Historia z czasów gdy jeszcze mieszkaliśmy na wsi i uczęszczałam do wiejskiej szkoły. Był to tzw. zespół szkół, czyli podstawówka połączona z gimnazjum. Po jednej klasie z każdego rocznika.
Miałam w klasie dziewczynę o imieniu Emilia. Była ona najpiękniejszą dziewczyną w klasie, w szkole, ba, nawet można powiedzieć że w całej wsi. Do tego była niezwykle miła, więc wszyscy ją uwielbiali. Jej jedyną wadą było to, że nie była zbyt inteligentna, z czym nie mogła pogodzić się jej matka, która uczyła matematyki w naszej szkole. Emilia miała zawsze najwyższą średnią w całej szkole... Jak ? Skoro nie była inteligentna ? Nie, to nie to co większość z was pomyślała. Jej matka wcale nie używała swoich nauczycielskich wpływów do podnoszenia jej ocen. Więc jak ? Korepetycje ! Matka Emilii pilnowała, żeby jej córka ciągle się uczyła. Dzień Emilii wyglądał tak, że wstawała o 7.00 i szykowała się do szkoły na 8.00. Po powrocie ze szkoły około godz. 13-14 Emilia zjadała obiad, po obiedzie kładła się na pół godzinki w idealnie wyciszonym pokoju, do którego nie docierał naprawdę żaden dźwięk. Potem Emilia odrabiała prace domowe i uczyła się bieżących tematów lekcji. Musiała się z tym wyrobić do 17.00 bo o tej godzinie przychodzili korepetytorzy, którzy siedzieli do 19.00 przygotowując ją do licznych konkursów, na które zapisywała ją jej matka. O 19.10 była kolacja po której Emilia szła czytać lektury i oglądać filmy naukowe. O 20.40 szła się myć i o 21.00 spać bo na 7.00 wstawała do szkoły. W soboty mogła pospać do 10.00 po czym wstawała, jadła śniadanie wykonywała poranną toaletę i o 11.00 spotykała się z korypetytorami. Korepetycje trwały do 15.00. O tej godzinie był obiad, po obiedzie drzemka w idealnie wyciszonym pokoju, po drzemce czytanie inteligentnych książek i oglądanie naukowych filmów. W niedziele po mszy o 9.00 wracała na śniadanie do domu i się cały dzień uczyła z przerwami na jedzenie. Skąd wiem tak dokładnie jak wyglądał jej dzień ? Od niej samej. Emilia odczuwała ogromną potrzebę rozmawiania z ludźmi, jednak nie mając z nimi wspólnych tematów (ponieważ żyła tylko uczeniem się), po prostu odpowiadała na pytania rówieśników. A ciekawskie dzieci wypytywały o wszystko.

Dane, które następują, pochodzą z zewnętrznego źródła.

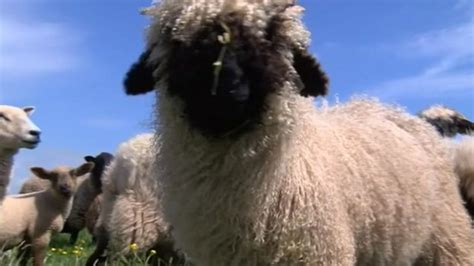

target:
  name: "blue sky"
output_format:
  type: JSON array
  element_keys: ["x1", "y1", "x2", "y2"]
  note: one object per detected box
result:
[{"x1": 1, "y1": 0, "x2": 473, "y2": 193}]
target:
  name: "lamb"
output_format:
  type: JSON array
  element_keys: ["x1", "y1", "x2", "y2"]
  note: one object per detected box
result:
[
  {"x1": 123, "y1": 1, "x2": 474, "y2": 265},
  {"x1": 86, "y1": 134, "x2": 181, "y2": 266},
  {"x1": 419, "y1": 105, "x2": 474, "y2": 218},
  {"x1": 62, "y1": 152, "x2": 114, "y2": 244},
  {"x1": 18, "y1": 152, "x2": 114, "y2": 244},
  {"x1": 0, "y1": 162, "x2": 94, "y2": 266},
  {"x1": 0, "y1": 105, "x2": 41, "y2": 203}
]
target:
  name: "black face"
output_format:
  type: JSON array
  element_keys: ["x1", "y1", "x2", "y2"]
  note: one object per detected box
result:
[
  {"x1": 165, "y1": 17, "x2": 290, "y2": 137},
  {"x1": 124, "y1": 10, "x2": 330, "y2": 138},
  {"x1": 84, "y1": 152, "x2": 114, "y2": 192}
]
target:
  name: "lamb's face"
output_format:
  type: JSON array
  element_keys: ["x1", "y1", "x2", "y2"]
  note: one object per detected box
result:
[
  {"x1": 31, "y1": 163, "x2": 94, "y2": 198},
  {"x1": 124, "y1": 4, "x2": 329, "y2": 138},
  {"x1": 0, "y1": 105, "x2": 41, "y2": 150}
]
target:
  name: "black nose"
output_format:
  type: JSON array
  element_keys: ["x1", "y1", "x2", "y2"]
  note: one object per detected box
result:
[
  {"x1": 59, "y1": 185, "x2": 71, "y2": 194},
  {"x1": 29, "y1": 130, "x2": 41, "y2": 137}
]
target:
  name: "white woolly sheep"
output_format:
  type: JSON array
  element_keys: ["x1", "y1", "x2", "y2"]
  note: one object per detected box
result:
[
  {"x1": 0, "y1": 162, "x2": 94, "y2": 266},
  {"x1": 123, "y1": 1, "x2": 474, "y2": 265},
  {"x1": 419, "y1": 105, "x2": 474, "y2": 219},
  {"x1": 0, "y1": 105, "x2": 41, "y2": 203},
  {"x1": 86, "y1": 134, "x2": 182, "y2": 266},
  {"x1": 18, "y1": 152, "x2": 114, "y2": 244}
]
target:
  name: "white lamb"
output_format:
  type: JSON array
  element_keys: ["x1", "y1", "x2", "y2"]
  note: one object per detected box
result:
[
  {"x1": 123, "y1": 0, "x2": 474, "y2": 265},
  {"x1": 0, "y1": 105, "x2": 41, "y2": 203},
  {"x1": 0, "y1": 162, "x2": 94, "y2": 266},
  {"x1": 86, "y1": 134, "x2": 182, "y2": 266}
]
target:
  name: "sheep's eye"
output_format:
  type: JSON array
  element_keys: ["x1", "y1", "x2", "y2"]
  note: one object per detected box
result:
[{"x1": 0, "y1": 113, "x2": 11, "y2": 122}]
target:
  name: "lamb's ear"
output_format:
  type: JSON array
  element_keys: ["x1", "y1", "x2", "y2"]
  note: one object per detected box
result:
[
  {"x1": 23, "y1": 106, "x2": 35, "y2": 116},
  {"x1": 293, "y1": 49, "x2": 329, "y2": 97},
  {"x1": 124, "y1": 49, "x2": 157, "y2": 95},
  {"x1": 31, "y1": 167, "x2": 51, "y2": 180},
  {"x1": 84, "y1": 156, "x2": 95, "y2": 163},
  {"x1": 73, "y1": 162, "x2": 95, "y2": 177}
]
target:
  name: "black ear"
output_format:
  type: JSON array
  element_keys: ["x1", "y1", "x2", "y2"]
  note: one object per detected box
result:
[
  {"x1": 293, "y1": 49, "x2": 329, "y2": 97},
  {"x1": 456, "y1": 117, "x2": 474, "y2": 135},
  {"x1": 123, "y1": 49, "x2": 157, "y2": 95},
  {"x1": 84, "y1": 156, "x2": 95, "y2": 163}
]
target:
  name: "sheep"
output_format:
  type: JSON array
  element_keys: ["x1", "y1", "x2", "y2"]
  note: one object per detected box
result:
[
  {"x1": 418, "y1": 105, "x2": 474, "y2": 137},
  {"x1": 86, "y1": 134, "x2": 182, "y2": 266},
  {"x1": 18, "y1": 152, "x2": 114, "y2": 244},
  {"x1": 0, "y1": 105, "x2": 41, "y2": 203},
  {"x1": 0, "y1": 162, "x2": 94, "y2": 266},
  {"x1": 62, "y1": 152, "x2": 114, "y2": 244},
  {"x1": 85, "y1": 194, "x2": 102, "y2": 237},
  {"x1": 123, "y1": 1, "x2": 474, "y2": 265},
  {"x1": 418, "y1": 105, "x2": 474, "y2": 219}
]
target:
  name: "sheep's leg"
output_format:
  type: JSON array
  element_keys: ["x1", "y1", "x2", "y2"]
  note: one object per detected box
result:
[
  {"x1": 68, "y1": 230, "x2": 79, "y2": 245},
  {"x1": 17, "y1": 240, "x2": 32, "y2": 266},
  {"x1": 86, "y1": 225, "x2": 109, "y2": 266},
  {"x1": 149, "y1": 240, "x2": 186, "y2": 266},
  {"x1": 31, "y1": 234, "x2": 50, "y2": 266}
]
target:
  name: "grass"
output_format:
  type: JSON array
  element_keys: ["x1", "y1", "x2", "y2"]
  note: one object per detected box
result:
[{"x1": 0, "y1": 231, "x2": 173, "y2": 266}]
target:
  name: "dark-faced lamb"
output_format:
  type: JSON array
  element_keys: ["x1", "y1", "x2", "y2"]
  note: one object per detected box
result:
[{"x1": 123, "y1": 1, "x2": 474, "y2": 265}]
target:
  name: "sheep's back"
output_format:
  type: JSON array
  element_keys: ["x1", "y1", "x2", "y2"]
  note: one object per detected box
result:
[
  {"x1": 19, "y1": 176, "x2": 50, "y2": 194},
  {"x1": 158, "y1": 98, "x2": 461, "y2": 265}
]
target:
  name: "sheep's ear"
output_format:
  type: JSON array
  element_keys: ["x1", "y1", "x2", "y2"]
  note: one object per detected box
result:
[
  {"x1": 84, "y1": 156, "x2": 95, "y2": 163},
  {"x1": 124, "y1": 49, "x2": 156, "y2": 95},
  {"x1": 73, "y1": 162, "x2": 95, "y2": 177},
  {"x1": 23, "y1": 106, "x2": 35, "y2": 116},
  {"x1": 31, "y1": 167, "x2": 51, "y2": 180},
  {"x1": 293, "y1": 50, "x2": 329, "y2": 98}
]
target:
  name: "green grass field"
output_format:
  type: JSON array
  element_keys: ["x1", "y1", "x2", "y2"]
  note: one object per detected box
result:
[{"x1": 0, "y1": 231, "x2": 168, "y2": 266}]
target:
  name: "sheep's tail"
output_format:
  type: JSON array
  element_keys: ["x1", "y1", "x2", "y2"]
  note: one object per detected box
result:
[{"x1": 418, "y1": 105, "x2": 474, "y2": 137}]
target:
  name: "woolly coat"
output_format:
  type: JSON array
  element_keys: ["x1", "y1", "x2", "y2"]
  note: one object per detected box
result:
[
  {"x1": 0, "y1": 189, "x2": 73, "y2": 250},
  {"x1": 455, "y1": 137, "x2": 474, "y2": 218},
  {"x1": 137, "y1": 1, "x2": 474, "y2": 265},
  {"x1": 85, "y1": 194, "x2": 102, "y2": 236},
  {"x1": 158, "y1": 93, "x2": 474, "y2": 265},
  {"x1": 0, "y1": 153, "x2": 14, "y2": 204},
  {"x1": 96, "y1": 133, "x2": 171, "y2": 255},
  {"x1": 19, "y1": 174, "x2": 100, "y2": 238}
]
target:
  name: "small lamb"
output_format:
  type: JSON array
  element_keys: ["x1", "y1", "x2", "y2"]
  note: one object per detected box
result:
[
  {"x1": 0, "y1": 162, "x2": 94, "y2": 266},
  {"x1": 18, "y1": 152, "x2": 114, "y2": 244}
]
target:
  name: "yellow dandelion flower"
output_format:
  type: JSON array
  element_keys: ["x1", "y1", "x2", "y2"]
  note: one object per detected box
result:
[
  {"x1": 61, "y1": 251, "x2": 68, "y2": 255},
  {"x1": 50, "y1": 248, "x2": 57, "y2": 252},
  {"x1": 149, "y1": 249, "x2": 157, "y2": 256},
  {"x1": 129, "y1": 243, "x2": 139, "y2": 251}
]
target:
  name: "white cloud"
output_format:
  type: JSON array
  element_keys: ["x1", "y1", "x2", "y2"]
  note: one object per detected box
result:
[
  {"x1": 368, "y1": 20, "x2": 474, "y2": 100},
  {"x1": 0, "y1": 17, "x2": 84, "y2": 78}
]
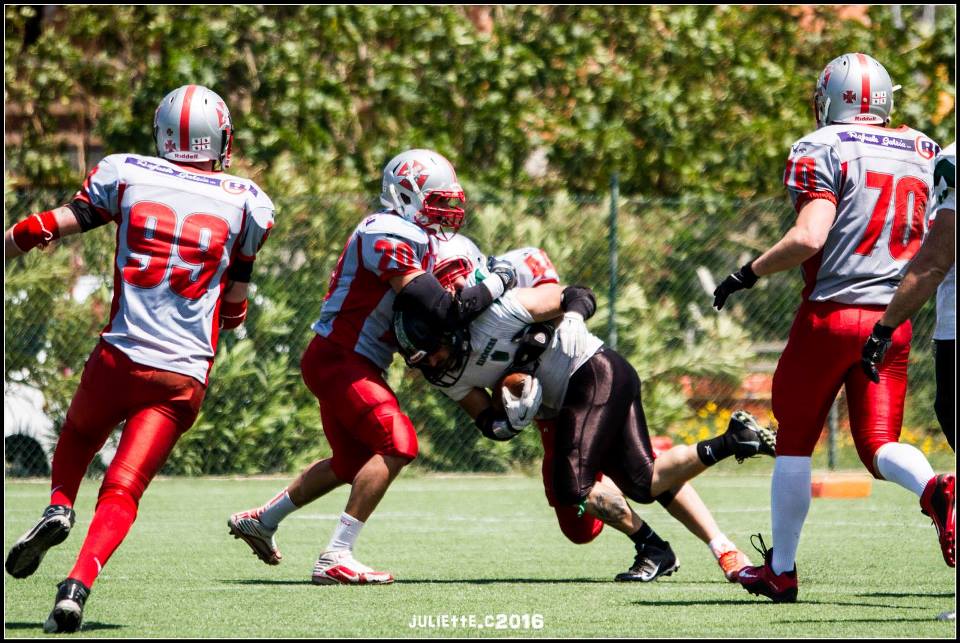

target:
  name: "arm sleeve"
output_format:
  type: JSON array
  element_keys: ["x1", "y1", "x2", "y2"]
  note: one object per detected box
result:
[
  {"x1": 71, "y1": 155, "x2": 124, "y2": 225},
  {"x1": 393, "y1": 272, "x2": 495, "y2": 330},
  {"x1": 783, "y1": 141, "x2": 843, "y2": 213}
]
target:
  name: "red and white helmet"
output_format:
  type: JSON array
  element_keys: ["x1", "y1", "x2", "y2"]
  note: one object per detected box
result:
[
  {"x1": 154, "y1": 85, "x2": 233, "y2": 170},
  {"x1": 434, "y1": 233, "x2": 489, "y2": 290},
  {"x1": 813, "y1": 53, "x2": 898, "y2": 129},
  {"x1": 380, "y1": 149, "x2": 466, "y2": 237}
]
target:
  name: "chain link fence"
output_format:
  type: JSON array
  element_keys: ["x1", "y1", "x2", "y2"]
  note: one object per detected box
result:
[{"x1": 4, "y1": 189, "x2": 947, "y2": 478}]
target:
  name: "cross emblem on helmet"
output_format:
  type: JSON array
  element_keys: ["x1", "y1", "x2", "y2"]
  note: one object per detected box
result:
[{"x1": 841, "y1": 90, "x2": 857, "y2": 104}]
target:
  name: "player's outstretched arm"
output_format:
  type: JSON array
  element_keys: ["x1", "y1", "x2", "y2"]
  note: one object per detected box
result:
[
  {"x1": 513, "y1": 284, "x2": 596, "y2": 323},
  {"x1": 879, "y1": 209, "x2": 955, "y2": 331},
  {"x1": 392, "y1": 267, "x2": 517, "y2": 329},
  {"x1": 861, "y1": 209, "x2": 956, "y2": 383},
  {"x1": 5, "y1": 206, "x2": 83, "y2": 261},
  {"x1": 713, "y1": 199, "x2": 835, "y2": 310}
]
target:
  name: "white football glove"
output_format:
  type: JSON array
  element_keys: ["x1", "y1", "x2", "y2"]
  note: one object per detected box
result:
[
  {"x1": 501, "y1": 375, "x2": 542, "y2": 429},
  {"x1": 557, "y1": 312, "x2": 586, "y2": 357}
]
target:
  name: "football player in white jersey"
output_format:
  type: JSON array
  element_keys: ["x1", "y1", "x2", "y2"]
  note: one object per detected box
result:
[
  {"x1": 432, "y1": 234, "x2": 759, "y2": 582},
  {"x1": 862, "y1": 141, "x2": 955, "y2": 451},
  {"x1": 713, "y1": 53, "x2": 954, "y2": 602},
  {"x1": 4, "y1": 85, "x2": 274, "y2": 633},
  {"x1": 226, "y1": 149, "x2": 518, "y2": 585},
  {"x1": 396, "y1": 244, "x2": 777, "y2": 584},
  {"x1": 861, "y1": 141, "x2": 955, "y2": 624}
]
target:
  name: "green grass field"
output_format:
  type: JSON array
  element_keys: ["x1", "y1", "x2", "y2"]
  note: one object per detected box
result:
[{"x1": 4, "y1": 465, "x2": 956, "y2": 638}]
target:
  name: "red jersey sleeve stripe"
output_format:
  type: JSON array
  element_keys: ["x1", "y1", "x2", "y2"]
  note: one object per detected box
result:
[{"x1": 795, "y1": 191, "x2": 838, "y2": 213}]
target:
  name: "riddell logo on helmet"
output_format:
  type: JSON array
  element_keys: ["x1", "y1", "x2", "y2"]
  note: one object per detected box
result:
[{"x1": 852, "y1": 114, "x2": 879, "y2": 123}]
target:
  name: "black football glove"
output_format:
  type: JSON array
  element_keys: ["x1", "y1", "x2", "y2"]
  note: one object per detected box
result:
[
  {"x1": 475, "y1": 407, "x2": 521, "y2": 441},
  {"x1": 487, "y1": 256, "x2": 518, "y2": 291},
  {"x1": 713, "y1": 260, "x2": 759, "y2": 310},
  {"x1": 861, "y1": 323, "x2": 895, "y2": 384}
]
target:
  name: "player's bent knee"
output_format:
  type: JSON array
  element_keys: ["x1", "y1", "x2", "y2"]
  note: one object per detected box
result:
[{"x1": 559, "y1": 520, "x2": 603, "y2": 544}]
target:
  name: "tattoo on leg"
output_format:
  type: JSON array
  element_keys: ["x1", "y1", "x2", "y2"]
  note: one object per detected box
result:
[{"x1": 591, "y1": 491, "x2": 630, "y2": 525}]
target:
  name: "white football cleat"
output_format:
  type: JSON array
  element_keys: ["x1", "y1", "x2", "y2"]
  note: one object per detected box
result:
[
  {"x1": 311, "y1": 550, "x2": 394, "y2": 585},
  {"x1": 228, "y1": 510, "x2": 282, "y2": 565},
  {"x1": 717, "y1": 547, "x2": 753, "y2": 582}
]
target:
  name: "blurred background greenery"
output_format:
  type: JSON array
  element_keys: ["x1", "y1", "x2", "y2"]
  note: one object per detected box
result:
[{"x1": 4, "y1": 5, "x2": 955, "y2": 476}]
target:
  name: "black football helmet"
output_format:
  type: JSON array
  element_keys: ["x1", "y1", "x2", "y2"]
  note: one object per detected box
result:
[{"x1": 393, "y1": 310, "x2": 471, "y2": 388}]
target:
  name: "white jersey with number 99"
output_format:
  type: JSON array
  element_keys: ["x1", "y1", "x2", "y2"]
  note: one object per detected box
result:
[{"x1": 77, "y1": 153, "x2": 275, "y2": 384}]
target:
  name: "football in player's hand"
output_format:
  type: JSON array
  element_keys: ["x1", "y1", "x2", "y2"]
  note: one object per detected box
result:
[{"x1": 491, "y1": 371, "x2": 530, "y2": 411}]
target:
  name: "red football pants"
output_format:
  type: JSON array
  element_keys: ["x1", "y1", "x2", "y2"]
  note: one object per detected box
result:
[
  {"x1": 50, "y1": 340, "x2": 205, "y2": 587},
  {"x1": 301, "y1": 335, "x2": 418, "y2": 482},
  {"x1": 772, "y1": 301, "x2": 911, "y2": 477},
  {"x1": 537, "y1": 419, "x2": 604, "y2": 544}
]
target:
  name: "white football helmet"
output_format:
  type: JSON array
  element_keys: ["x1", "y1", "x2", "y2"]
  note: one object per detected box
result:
[
  {"x1": 813, "y1": 53, "x2": 898, "y2": 129},
  {"x1": 154, "y1": 85, "x2": 233, "y2": 169},
  {"x1": 380, "y1": 149, "x2": 466, "y2": 236},
  {"x1": 434, "y1": 233, "x2": 489, "y2": 290}
]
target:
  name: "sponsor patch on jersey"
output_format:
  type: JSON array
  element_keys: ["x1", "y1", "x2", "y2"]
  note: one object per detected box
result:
[
  {"x1": 915, "y1": 136, "x2": 939, "y2": 161},
  {"x1": 838, "y1": 131, "x2": 913, "y2": 151},
  {"x1": 124, "y1": 156, "x2": 222, "y2": 187},
  {"x1": 221, "y1": 179, "x2": 248, "y2": 195}
]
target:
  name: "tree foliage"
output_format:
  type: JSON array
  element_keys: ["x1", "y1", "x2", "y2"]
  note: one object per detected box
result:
[
  {"x1": 4, "y1": 6, "x2": 955, "y2": 473},
  {"x1": 5, "y1": 5, "x2": 954, "y2": 196}
]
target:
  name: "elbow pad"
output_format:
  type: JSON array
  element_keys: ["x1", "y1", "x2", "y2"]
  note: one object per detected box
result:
[
  {"x1": 66, "y1": 198, "x2": 111, "y2": 232},
  {"x1": 560, "y1": 286, "x2": 597, "y2": 320}
]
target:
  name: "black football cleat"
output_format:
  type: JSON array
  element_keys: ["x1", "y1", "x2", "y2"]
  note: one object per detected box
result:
[
  {"x1": 43, "y1": 578, "x2": 90, "y2": 634},
  {"x1": 5, "y1": 504, "x2": 75, "y2": 579},
  {"x1": 728, "y1": 410, "x2": 777, "y2": 463},
  {"x1": 614, "y1": 540, "x2": 679, "y2": 582}
]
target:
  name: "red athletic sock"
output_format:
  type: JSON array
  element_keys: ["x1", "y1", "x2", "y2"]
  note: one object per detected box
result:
[
  {"x1": 67, "y1": 493, "x2": 138, "y2": 588},
  {"x1": 50, "y1": 421, "x2": 108, "y2": 507}
]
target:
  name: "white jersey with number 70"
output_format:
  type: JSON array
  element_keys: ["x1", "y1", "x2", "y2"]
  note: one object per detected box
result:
[{"x1": 784, "y1": 123, "x2": 940, "y2": 305}]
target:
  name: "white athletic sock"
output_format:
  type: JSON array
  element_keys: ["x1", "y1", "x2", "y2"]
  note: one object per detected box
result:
[
  {"x1": 770, "y1": 456, "x2": 811, "y2": 576},
  {"x1": 874, "y1": 442, "x2": 936, "y2": 498},
  {"x1": 257, "y1": 489, "x2": 299, "y2": 529},
  {"x1": 326, "y1": 512, "x2": 364, "y2": 553},
  {"x1": 708, "y1": 534, "x2": 737, "y2": 560}
]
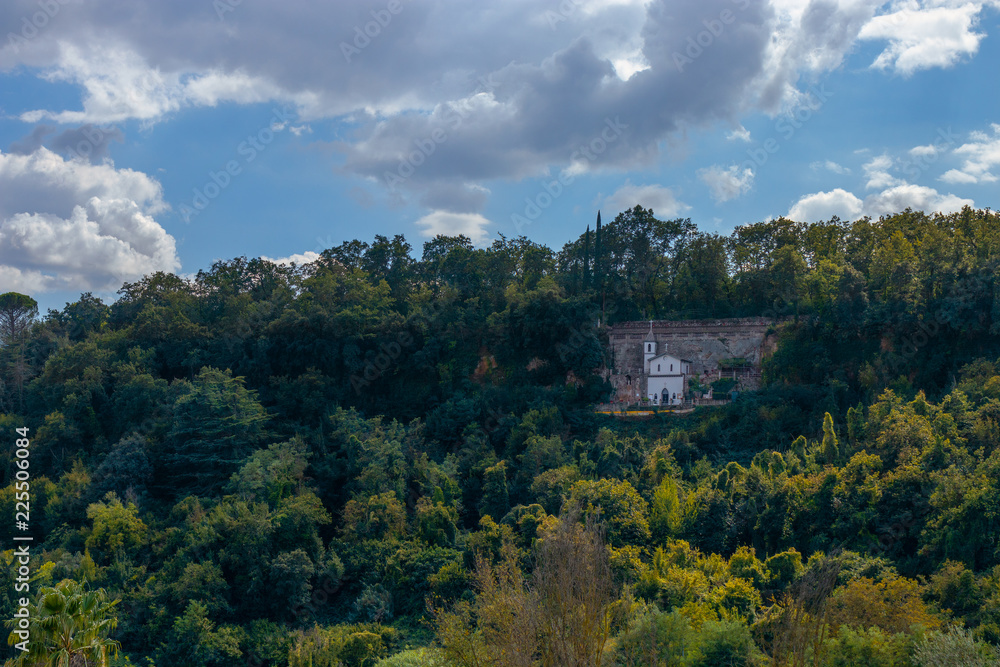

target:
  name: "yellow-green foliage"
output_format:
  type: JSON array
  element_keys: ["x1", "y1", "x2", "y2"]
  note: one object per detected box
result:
[
  {"x1": 288, "y1": 624, "x2": 397, "y2": 667},
  {"x1": 85, "y1": 492, "x2": 147, "y2": 559},
  {"x1": 375, "y1": 647, "x2": 455, "y2": 666}
]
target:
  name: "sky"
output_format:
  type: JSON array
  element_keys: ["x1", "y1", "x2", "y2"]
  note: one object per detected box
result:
[{"x1": 0, "y1": 0, "x2": 998, "y2": 313}]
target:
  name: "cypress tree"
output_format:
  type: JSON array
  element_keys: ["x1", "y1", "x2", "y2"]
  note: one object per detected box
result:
[
  {"x1": 822, "y1": 412, "x2": 840, "y2": 463},
  {"x1": 594, "y1": 211, "x2": 602, "y2": 278},
  {"x1": 792, "y1": 435, "x2": 807, "y2": 458},
  {"x1": 595, "y1": 211, "x2": 604, "y2": 319},
  {"x1": 847, "y1": 403, "x2": 864, "y2": 447},
  {"x1": 583, "y1": 225, "x2": 591, "y2": 289}
]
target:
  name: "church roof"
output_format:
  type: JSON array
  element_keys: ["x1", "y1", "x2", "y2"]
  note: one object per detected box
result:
[{"x1": 644, "y1": 321, "x2": 655, "y2": 342}]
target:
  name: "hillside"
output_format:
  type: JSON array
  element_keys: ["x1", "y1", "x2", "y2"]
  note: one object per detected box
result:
[{"x1": 4, "y1": 205, "x2": 1000, "y2": 666}]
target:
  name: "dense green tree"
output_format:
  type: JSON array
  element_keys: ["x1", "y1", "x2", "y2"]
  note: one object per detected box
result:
[
  {"x1": 8, "y1": 206, "x2": 1000, "y2": 665},
  {"x1": 158, "y1": 367, "x2": 269, "y2": 495}
]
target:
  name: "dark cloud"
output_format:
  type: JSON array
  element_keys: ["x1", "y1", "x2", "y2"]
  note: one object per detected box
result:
[
  {"x1": 341, "y1": 0, "x2": 772, "y2": 211},
  {"x1": 3, "y1": 0, "x2": 975, "y2": 217},
  {"x1": 418, "y1": 181, "x2": 490, "y2": 214},
  {"x1": 48, "y1": 124, "x2": 124, "y2": 162},
  {"x1": 8, "y1": 124, "x2": 124, "y2": 163},
  {"x1": 8, "y1": 124, "x2": 54, "y2": 154}
]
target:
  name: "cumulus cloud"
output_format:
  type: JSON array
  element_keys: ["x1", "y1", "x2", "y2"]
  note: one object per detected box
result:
[
  {"x1": 1, "y1": 0, "x2": 996, "y2": 226},
  {"x1": 727, "y1": 125, "x2": 751, "y2": 142},
  {"x1": 863, "y1": 183, "x2": 973, "y2": 217},
  {"x1": 787, "y1": 188, "x2": 864, "y2": 222},
  {"x1": 261, "y1": 251, "x2": 321, "y2": 266},
  {"x1": 787, "y1": 182, "x2": 974, "y2": 222},
  {"x1": 909, "y1": 144, "x2": 939, "y2": 158},
  {"x1": 946, "y1": 123, "x2": 1000, "y2": 184},
  {"x1": 415, "y1": 210, "x2": 492, "y2": 245},
  {"x1": 863, "y1": 154, "x2": 904, "y2": 190},
  {"x1": 859, "y1": 1, "x2": 998, "y2": 76},
  {"x1": 3, "y1": 0, "x2": 771, "y2": 214},
  {"x1": 698, "y1": 164, "x2": 754, "y2": 202},
  {"x1": 0, "y1": 148, "x2": 178, "y2": 292},
  {"x1": 755, "y1": 0, "x2": 884, "y2": 111},
  {"x1": 606, "y1": 181, "x2": 689, "y2": 217},
  {"x1": 940, "y1": 168, "x2": 979, "y2": 185}
]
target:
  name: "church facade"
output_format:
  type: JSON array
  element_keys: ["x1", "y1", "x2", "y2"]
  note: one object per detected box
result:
[
  {"x1": 642, "y1": 330, "x2": 690, "y2": 406},
  {"x1": 605, "y1": 317, "x2": 773, "y2": 406}
]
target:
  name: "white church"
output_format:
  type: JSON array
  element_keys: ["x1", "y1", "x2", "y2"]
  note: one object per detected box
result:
[{"x1": 643, "y1": 324, "x2": 691, "y2": 406}]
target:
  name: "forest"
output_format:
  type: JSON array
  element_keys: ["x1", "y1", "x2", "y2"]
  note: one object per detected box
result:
[{"x1": 4, "y1": 205, "x2": 1000, "y2": 665}]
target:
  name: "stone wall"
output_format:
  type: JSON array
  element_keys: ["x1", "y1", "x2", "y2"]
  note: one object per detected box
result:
[{"x1": 605, "y1": 317, "x2": 775, "y2": 402}]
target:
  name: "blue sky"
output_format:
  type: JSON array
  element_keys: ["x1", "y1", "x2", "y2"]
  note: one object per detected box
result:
[{"x1": 0, "y1": 0, "x2": 998, "y2": 313}]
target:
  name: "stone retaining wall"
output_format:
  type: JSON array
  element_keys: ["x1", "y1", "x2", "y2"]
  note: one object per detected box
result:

Ale wróćmy do Emilii. Mówiłam, że była wyjątkowo piękna ? Była i z tym także nie mogła pogodzić się jej matka, która swoją drogą była brzydka jak noc. Zazdrościła córce do tego stopnia, że robiła wszystko, żeby ją oszpecić. Emilia nosiła staromodne ubrania, naprawdę brzydkie swetry i babcine spódnice. Mimo to i tak wyglądała w nich przecudnie. Co więc wymyśliła jej matka ? Okulary, mimo że jej córka wcale żadnych nie potrzebowała, oraz aparat na zęby, mimo że jej zęby były idealnie proste. A także "pajączek" to urządzenie na plecy, które teoretycznie miało utrzymać prostą postawę. Mimo to z Emilii nikt się nie naśmiewał w szkole nawet jeśli wyglądała jak typowy obiekt kpin. Wszyscy ją uwielbiali, bo była niesamowicie dobrą osobą.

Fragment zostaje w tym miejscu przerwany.